Cumhuriyet’in kuruluş Anayasası’nın temel niteliklerini de çöpe atan bu metin, çalışma ve kültür hayatımızla ilgili yeni yaptırımlar dayatıyor.

Bunlardan biri de, kültür-sanat alanları ile ilgili olanadır.

AKP, dilinin altındaki baklayı nihayet çıkarmış sanat ve sanat alanlarını açık biçimi ile yok saymıştır.

12 Eylül Anayasasında bile budanmamış olan 64. maddenin yerinde, deyim yerindeyse yeller esmektedir.

‘Devlet, sanatı ve sanatçıyı korur’ başlığı ile özetleyebileceğimiz bu madde, olduğu gibi çıkartılmış, yerine sanat ve sanatçı ile ilgili tek kelime bile konmamıştır.

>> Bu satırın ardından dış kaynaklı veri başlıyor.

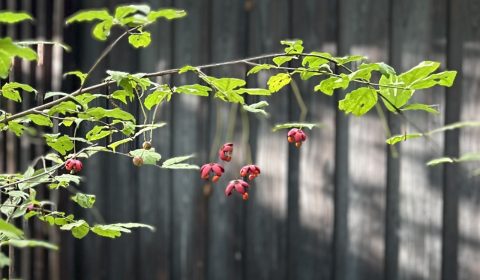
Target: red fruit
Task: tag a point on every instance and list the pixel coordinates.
(137, 161)
(296, 136)
(225, 152)
(147, 145)
(214, 168)
(251, 170)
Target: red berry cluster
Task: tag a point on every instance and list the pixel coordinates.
(297, 136)
(73, 166)
(215, 169)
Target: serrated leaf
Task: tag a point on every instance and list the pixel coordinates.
(280, 60)
(277, 82)
(295, 125)
(61, 144)
(259, 68)
(78, 228)
(178, 163)
(98, 132)
(140, 40)
(445, 79)
(330, 84)
(115, 144)
(256, 108)
(89, 15)
(316, 59)
(194, 89)
(40, 120)
(254, 91)
(23, 243)
(402, 137)
(359, 101)
(84, 200)
(148, 156)
(166, 13)
(421, 107)
(13, 17)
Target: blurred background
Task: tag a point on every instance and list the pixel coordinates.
(340, 207)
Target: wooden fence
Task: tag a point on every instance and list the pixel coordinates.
(341, 207)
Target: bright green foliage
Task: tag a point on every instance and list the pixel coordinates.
(359, 101)
(294, 125)
(277, 82)
(179, 163)
(257, 108)
(148, 156)
(13, 17)
(84, 200)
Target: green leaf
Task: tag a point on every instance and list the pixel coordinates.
(61, 144)
(293, 46)
(78, 228)
(178, 163)
(140, 40)
(255, 91)
(148, 156)
(122, 95)
(187, 68)
(396, 97)
(40, 120)
(101, 30)
(402, 137)
(82, 76)
(157, 96)
(421, 107)
(194, 89)
(295, 125)
(256, 108)
(89, 15)
(316, 59)
(166, 13)
(31, 243)
(328, 85)
(84, 200)
(277, 82)
(13, 17)
(63, 108)
(280, 60)
(445, 79)
(10, 230)
(98, 132)
(259, 68)
(419, 72)
(98, 113)
(123, 11)
(115, 144)
(359, 101)
(9, 50)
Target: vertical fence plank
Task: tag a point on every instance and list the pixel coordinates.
(225, 243)
(311, 237)
(420, 196)
(366, 153)
(463, 51)
(188, 212)
(154, 186)
(266, 212)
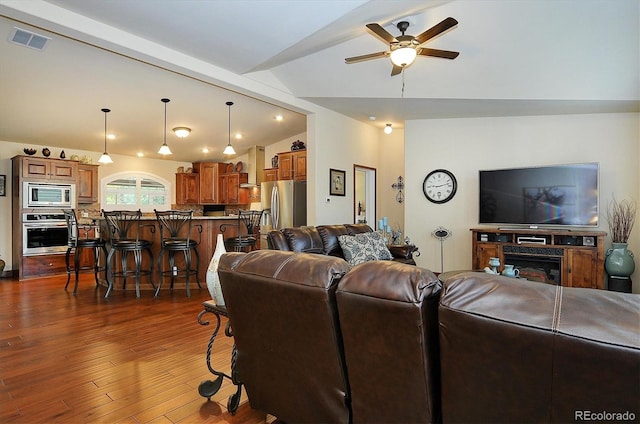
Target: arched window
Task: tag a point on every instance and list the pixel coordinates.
(135, 190)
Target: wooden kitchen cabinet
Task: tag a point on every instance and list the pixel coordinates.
(292, 165)
(49, 169)
(231, 192)
(187, 188)
(87, 183)
(209, 175)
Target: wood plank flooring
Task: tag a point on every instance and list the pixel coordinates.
(86, 359)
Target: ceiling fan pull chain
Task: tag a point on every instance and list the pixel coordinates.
(403, 82)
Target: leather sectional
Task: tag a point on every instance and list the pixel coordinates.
(320, 341)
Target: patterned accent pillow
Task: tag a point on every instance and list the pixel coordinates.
(364, 247)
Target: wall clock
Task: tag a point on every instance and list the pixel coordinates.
(439, 186)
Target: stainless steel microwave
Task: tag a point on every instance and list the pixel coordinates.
(46, 195)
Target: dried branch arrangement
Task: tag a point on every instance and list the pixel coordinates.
(621, 216)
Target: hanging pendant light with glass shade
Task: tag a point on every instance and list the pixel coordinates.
(105, 158)
(229, 150)
(164, 149)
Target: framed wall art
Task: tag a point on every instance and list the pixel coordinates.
(336, 182)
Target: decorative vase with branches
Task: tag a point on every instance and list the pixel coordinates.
(621, 216)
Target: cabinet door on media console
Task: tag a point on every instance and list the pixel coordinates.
(580, 269)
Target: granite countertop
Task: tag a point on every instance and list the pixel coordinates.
(91, 220)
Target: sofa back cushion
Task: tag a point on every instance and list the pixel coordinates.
(388, 316)
(522, 351)
(282, 310)
(330, 234)
(364, 247)
(303, 239)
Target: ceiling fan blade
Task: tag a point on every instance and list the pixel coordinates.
(382, 33)
(364, 57)
(436, 30)
(445, 54)
(396, 70)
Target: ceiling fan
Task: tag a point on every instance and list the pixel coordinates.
(404, 48)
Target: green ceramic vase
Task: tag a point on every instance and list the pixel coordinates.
(619, 261)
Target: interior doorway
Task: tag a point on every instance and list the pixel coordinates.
(364, 195)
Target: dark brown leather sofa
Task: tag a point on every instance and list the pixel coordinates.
(318, 341)
(323, 240)
(519, 351)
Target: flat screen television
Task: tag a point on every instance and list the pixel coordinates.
(556, 195)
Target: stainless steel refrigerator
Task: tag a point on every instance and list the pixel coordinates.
(284, 203)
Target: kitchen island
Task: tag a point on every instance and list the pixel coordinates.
(37, 266)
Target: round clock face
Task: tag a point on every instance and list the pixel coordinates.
(439, 186)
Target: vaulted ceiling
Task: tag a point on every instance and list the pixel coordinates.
(523, 57)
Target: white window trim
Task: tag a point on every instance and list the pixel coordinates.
(137, 175)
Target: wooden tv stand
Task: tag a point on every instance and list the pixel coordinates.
(576, 255)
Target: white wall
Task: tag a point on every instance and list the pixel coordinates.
(336, 142)
(465, 146)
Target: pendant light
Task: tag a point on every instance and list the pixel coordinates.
(105, 158)
(164, 149)
(229, 149)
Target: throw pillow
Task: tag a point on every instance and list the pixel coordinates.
(364, 247)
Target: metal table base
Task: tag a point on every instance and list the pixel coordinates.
(209, 388)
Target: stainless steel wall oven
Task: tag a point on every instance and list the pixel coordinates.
(44, 233)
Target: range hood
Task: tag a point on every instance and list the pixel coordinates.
(255, 167)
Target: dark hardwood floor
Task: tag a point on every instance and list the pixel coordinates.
(80, 359)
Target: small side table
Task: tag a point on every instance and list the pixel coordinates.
(209, 388)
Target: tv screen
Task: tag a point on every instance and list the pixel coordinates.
(544, 195)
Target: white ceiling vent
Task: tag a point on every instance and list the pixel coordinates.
(28, 39)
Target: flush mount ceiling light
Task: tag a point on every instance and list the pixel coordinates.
(403, 56)
(229, 150)
(164, 149)
(105, 158)
(182, 132)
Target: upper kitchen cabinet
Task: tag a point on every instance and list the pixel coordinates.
(48, 169)
(232, 193)
(292, 165)
(87, 183)
(187, 188)
(209, 174)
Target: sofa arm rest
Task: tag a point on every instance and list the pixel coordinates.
(403, 251)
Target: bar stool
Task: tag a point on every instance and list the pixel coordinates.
(175, 236)
(76, 243)
(124, 237)
(248, 226)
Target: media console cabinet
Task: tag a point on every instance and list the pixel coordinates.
(571, 258)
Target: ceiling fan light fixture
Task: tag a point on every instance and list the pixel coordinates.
(164, 149)
(105, 158)
(229, 150)
(403, 56)
(182, 132)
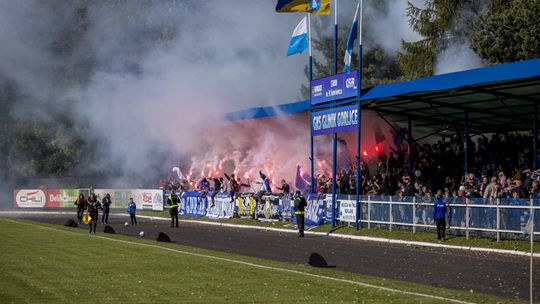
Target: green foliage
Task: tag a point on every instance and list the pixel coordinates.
(378, 67)
(509, 34)
(440, 23)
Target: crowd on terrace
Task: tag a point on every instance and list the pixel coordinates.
(498, 167)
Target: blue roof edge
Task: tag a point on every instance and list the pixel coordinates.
(502, 72)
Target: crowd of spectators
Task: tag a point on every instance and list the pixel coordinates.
(499, 167)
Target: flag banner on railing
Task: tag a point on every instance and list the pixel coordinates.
(191, 205)
(268, 209)
(222, 208)
(347, 211)
(245, 206)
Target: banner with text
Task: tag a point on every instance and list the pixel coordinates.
(192, 204)
(342, 119)
(335, 87)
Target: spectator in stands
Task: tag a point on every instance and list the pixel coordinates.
(285, 188)
(215, 189)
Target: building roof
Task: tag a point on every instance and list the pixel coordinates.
(496, 98)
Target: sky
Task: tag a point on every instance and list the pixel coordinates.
(156, 99)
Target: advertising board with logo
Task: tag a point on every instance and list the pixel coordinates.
(334, 87)
(342, 119)
(30, 198)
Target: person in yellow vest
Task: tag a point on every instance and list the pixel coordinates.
(173, 202)
(299, 207)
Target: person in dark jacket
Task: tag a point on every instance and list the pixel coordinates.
(217, 188)
(80, 202)
(93, 210)
(173, 200)
(439, 214)
(106, 204)
(299, 207)
(132, 209)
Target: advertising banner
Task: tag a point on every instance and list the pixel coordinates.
(347, 211)
(268, 208)
(342, 119)
(191, 206)
(222, 208)
(30, 198)
(334, 87)
(246, 206)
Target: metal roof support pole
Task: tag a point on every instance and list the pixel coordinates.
(312, 173)
(535, 138)
(359, 126)
(466, 143)
(409, 146)
(334, 144)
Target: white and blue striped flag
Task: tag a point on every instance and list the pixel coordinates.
(299, 41)
(350, 42)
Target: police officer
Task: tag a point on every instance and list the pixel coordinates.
(299, 205)
(81, 206)
(106, 204)
(173, 200)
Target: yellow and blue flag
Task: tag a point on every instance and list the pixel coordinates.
(316, 7)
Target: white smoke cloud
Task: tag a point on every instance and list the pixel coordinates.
(457, 57)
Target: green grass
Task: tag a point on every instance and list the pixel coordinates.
(398, 234)
(43, 263)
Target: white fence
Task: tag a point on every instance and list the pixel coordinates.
(499, 218)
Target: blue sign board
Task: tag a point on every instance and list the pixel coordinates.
(335, 87)
(343, 119)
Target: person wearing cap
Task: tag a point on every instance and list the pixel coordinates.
(439, 215)
(106, 205)
(93, 210)
(299, 207)
(173, 202)
(132, 209)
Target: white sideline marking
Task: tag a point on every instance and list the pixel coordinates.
(342, 236)
(260, 266)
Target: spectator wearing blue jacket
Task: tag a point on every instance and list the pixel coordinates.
(132, 209)
(439, 214)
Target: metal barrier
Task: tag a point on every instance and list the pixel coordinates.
(510, 218)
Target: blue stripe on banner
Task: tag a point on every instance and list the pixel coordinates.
(297, 45)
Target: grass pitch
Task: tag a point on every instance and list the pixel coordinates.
(41, 263)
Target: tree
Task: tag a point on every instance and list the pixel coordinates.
(378, 67)
(440, 22)
(508, 34)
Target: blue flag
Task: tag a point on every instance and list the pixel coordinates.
(350, 42)
(298, 42)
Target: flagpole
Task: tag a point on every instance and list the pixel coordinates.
(531, 234)
(312, 176)
(359, 127)
(334, 144)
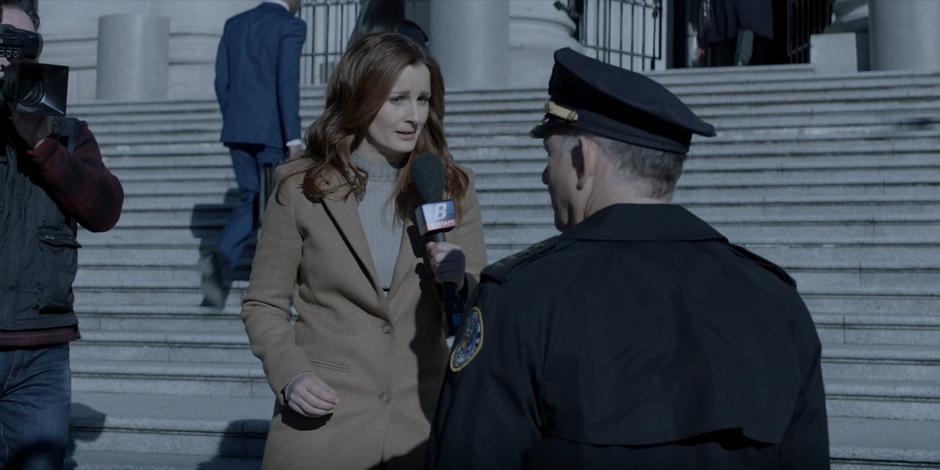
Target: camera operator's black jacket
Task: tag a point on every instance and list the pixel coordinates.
(38, 247)
(638, 339)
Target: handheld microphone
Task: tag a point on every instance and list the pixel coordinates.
(435, 217)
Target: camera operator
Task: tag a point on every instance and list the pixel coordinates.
(49, 181)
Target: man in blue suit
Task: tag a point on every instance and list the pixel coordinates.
(257, 79)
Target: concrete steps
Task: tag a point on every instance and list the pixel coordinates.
(175, 425)
(836, 178)
(211, 379)
(881, 444)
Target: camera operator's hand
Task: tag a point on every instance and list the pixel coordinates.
(32, 128)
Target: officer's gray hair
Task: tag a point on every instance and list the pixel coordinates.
(660, 168)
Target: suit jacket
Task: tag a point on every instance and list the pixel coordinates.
(638, 339)
(384, 356)
(257, 76)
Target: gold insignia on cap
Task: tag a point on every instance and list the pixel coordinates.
(560, 111)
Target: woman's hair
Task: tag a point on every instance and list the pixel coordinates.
(359, 86)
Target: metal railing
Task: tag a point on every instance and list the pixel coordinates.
(804, 19)
(625, 33)
(330, 23)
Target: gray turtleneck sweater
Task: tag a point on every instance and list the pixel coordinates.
(377, 213)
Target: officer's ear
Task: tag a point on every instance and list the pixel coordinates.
(584, 157)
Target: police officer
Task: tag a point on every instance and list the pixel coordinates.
(639, 337)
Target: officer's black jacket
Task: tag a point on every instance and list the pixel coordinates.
(639, 339)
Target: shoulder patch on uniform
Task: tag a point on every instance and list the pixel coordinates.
(470, 343)
(501, 268)
(764, 263)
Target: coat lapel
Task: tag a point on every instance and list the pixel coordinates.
(408, 255)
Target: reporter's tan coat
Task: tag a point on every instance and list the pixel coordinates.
(384, 356)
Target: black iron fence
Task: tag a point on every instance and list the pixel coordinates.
(804, 19)
(330, 23)
(626, 33)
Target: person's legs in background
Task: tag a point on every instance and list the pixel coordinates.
(237, 230)
(35, 407)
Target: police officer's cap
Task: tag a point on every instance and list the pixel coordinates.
(608, 101)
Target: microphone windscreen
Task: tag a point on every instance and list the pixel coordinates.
(427, 173)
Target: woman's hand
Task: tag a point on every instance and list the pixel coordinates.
(308, 395)
(447, 262)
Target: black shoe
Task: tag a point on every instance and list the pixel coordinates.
(213, 281)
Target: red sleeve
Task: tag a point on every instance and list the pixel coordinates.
(79, 182)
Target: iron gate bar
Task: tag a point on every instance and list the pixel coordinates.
(609, 17)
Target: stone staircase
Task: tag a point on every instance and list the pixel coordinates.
(837, 178)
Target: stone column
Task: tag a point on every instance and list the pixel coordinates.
(537, 30)
(133, 57)
(469, 39)
(903, 34)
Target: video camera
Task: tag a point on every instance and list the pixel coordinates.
(32, 87)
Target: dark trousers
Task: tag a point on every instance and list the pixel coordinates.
(35, 404)
(247, 160)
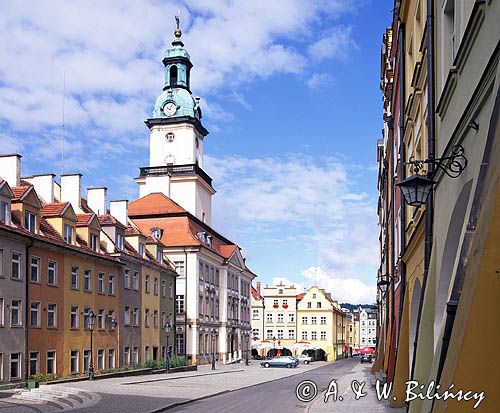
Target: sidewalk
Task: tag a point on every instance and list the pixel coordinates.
(346, 402)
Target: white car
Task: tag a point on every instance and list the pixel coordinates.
(304, 358)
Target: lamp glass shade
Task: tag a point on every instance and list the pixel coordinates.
(416, 189)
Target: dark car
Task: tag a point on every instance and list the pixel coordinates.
(365, 358)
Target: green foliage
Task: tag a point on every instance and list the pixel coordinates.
(41, 378)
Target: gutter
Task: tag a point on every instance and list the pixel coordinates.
(431, 139)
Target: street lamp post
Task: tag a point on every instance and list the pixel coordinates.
(213, 336)
(91, 322)
(247, 338)
(167, 347)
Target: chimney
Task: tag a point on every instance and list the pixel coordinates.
(10, 169)
(44, 186)
(71, 187)
(96, 199)
(119, 209)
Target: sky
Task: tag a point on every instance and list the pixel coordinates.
(289, 94)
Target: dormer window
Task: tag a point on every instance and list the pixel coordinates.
(94, 242)
(5, 212)
(30, 221)
(156, 233)
(119, 241)
(68, 234)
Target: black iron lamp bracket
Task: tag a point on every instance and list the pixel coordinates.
(452, 165)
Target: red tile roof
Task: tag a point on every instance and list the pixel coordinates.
(82, 220)
(53, 209)
(153, 204)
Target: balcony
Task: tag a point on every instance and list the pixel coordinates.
(175, 170)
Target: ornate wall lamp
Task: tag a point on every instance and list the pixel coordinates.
(416, 188)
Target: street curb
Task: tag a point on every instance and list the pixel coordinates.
(178, 378)
(177, 404)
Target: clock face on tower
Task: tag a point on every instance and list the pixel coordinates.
(169, 109)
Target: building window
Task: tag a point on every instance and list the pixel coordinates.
(100, 319)
(111, 358)
(179, 304)
(126, 356)
(87, 284)
(94, 242)
(111, 284)
(51, 362)
(68, 234)
(119, 241)
(30, 221)
(74, 278)
(73, 362)
(35, 270)
(34, 365)
(51, 315)
(35, 314)
(126, 316)
(15, 366)
(74, 316)
(179, 267)
(100, 283)
(100, 359)
(52, 273)
(16, 266)
(15, 313)
(135, 316)
(127, 278)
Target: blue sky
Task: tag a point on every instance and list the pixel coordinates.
(290, 97)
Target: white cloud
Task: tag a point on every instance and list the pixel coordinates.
(320, 80)
(110, 55)
(318, 199)
(335, 45)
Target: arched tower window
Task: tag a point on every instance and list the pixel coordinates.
(173, 75)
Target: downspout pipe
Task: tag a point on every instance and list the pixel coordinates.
(452, 305)
(431, 139)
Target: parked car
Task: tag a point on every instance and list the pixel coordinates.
(304, 358)
(365, 358)
(282, 361)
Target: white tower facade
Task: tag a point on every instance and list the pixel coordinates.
(176, 140)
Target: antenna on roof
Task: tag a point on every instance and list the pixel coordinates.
(62, 129)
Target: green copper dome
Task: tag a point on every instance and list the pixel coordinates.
(176, 99)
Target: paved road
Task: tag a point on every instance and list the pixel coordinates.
(279, 395)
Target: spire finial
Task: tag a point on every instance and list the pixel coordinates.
(178, 32)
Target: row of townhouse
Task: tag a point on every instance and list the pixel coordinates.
(60, 263)
(438, 274)
(281, 315)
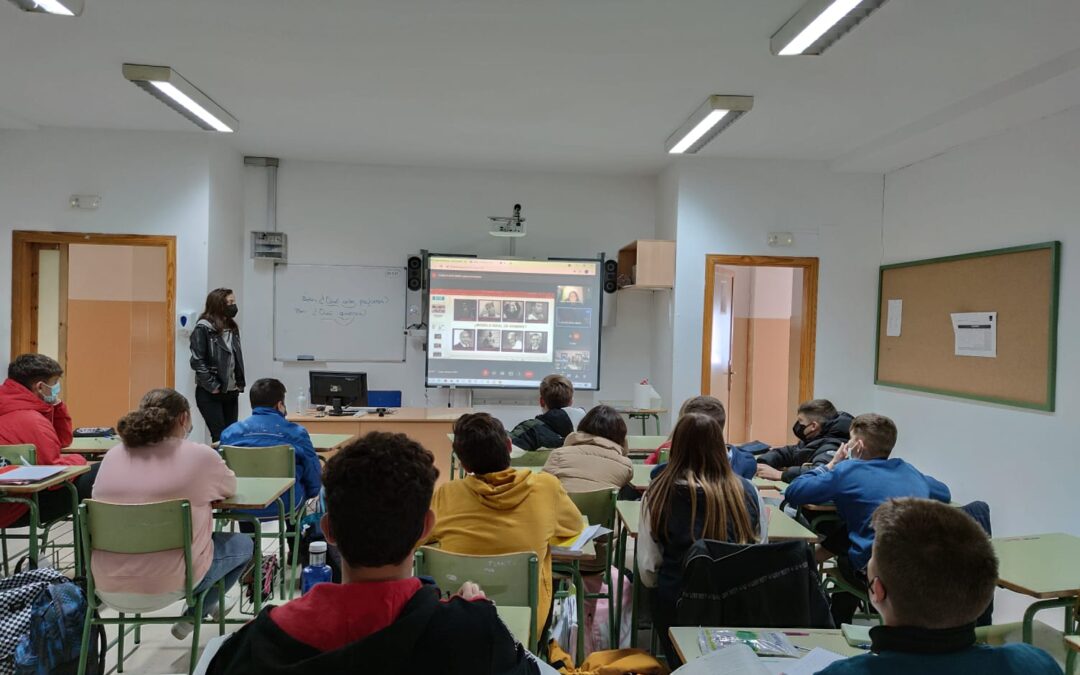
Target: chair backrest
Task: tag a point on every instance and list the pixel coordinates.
(536, 458)
(274, 461)
(15, 454)
(598, 505)
(136, 528)
(511, 579)
(765, 585)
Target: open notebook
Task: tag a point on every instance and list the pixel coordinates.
(741, 660)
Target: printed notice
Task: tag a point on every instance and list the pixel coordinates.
(894, 318)
(975, 334)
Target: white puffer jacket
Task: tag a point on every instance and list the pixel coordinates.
(586, 462)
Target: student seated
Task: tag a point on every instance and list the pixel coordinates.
(593, 457)
(498, 509)
(157, 462)
(860, 477)
(266, 427)
(698, 496)
(742, 462)
(31, 413)
(821, 431)
(549, 429)
(932, 572)
(382, 619)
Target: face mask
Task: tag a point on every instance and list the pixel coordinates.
(54, 393)
(799, 430)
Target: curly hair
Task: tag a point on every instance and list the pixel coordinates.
(378, 490)
(154, 419)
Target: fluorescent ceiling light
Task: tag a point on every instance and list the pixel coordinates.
(183, 96)
(819, 24)
(710, 119)
(62, 8)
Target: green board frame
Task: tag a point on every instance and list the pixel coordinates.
(1055, 261)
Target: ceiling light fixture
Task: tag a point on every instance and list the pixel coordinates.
(166, 85)
(61, 8)
(819, 24)
(710, 119)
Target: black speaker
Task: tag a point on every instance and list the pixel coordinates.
(415, 270)
(610, 275)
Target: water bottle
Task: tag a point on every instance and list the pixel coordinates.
(316, 570)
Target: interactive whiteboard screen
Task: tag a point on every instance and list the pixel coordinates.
(497, 323)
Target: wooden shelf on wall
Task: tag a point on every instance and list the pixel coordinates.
(649, 264)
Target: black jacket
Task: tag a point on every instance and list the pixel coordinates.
(548, 430)
(429, 636)
(815, 451)
(210, 359)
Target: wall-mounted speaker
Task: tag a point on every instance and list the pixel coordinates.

Meselenin gün ışığına çıktığı ilk günlerde, tüm sanat alanları ortak bir irade gösterip alan temsilcileri, hukukçular, öğretim görevlileri bir araya gelerek bu meselenin ‘düzeltilmesi’ için, akıl yürüttük.

70 sanat örgütünün temsilcilerinin katılımından oluşan, Özerk Sanat Konseyi üzerinden, ‘Anayasa ve Sanat’ başlıklı bir buluşma gerçekleştirerek, ‘64. maddenin yerine ikame edilmesi gereken’ Türkiye Özerk Sanat Konseyi Yasa Tasarısı metnini hazırladık.

Anayasa hukukçularının, hocalarının ve sanat alanı temsilcilerinin süzgecinden geçen bu metin, Meclis’te grubu olan tüm siyasal partilere, meclis grup başkanlarına, dönemin Meclis Başkanı Bülent Arınç’a ve Kültür Bakanlığına iletildi.

Aradan tam bir buçuk yıl geçti.

Tek ses yok!

Kültür Bakanlığı, meseleye sahip çıkacağını söylemesine karşın suskun.

Yetmiyormuş gibi, böyle bir yasa teklifi çalışmasından habersiz gibi davranarak, bazı uygulamaları hayata katmanın peşinde.

‘Bir grup oyuncuyu’ makamında kabul eden Bakan Ertuğrul Günay, “Telif hakları meselesini çözüyoruz” diye açıklamada bulundu.

Bu açıklamanın üstünden de aylar geçti.

Nasıl çözülüyor, hangi uygulamalar geliyor, nasıl hayat bulacak, kıstasları nedir, hangi alanın telif haklarından söz ediliyor, kimler nasıl yararlanıyor? Gibi sorular ise yanıt bekliyor.

Sorunun yalnızca, telif haklarından ibaretmiş gibi ele alınmasıysa manidardır.

Anlaşılan, yeni bir göz boyama operasyonuyla asıl meselenin üstü örtülmek istenmektedir.

Yalnız ülkemde değil, dünyanın hiçbir ülkesinde yasalarca tanımlanmamış sanat alanlarının geleceği yoktur.

Burada, demokratik bir devletin asli görevlerini tekrar tekrar anlatarak kimsenin zamanını çalmak niyetinde değilim.

Ancak, ülkemde yaşanan bu durumun, sanat düşmanlığı anlamından başkaca bir şey ifade etmediği de açıktır.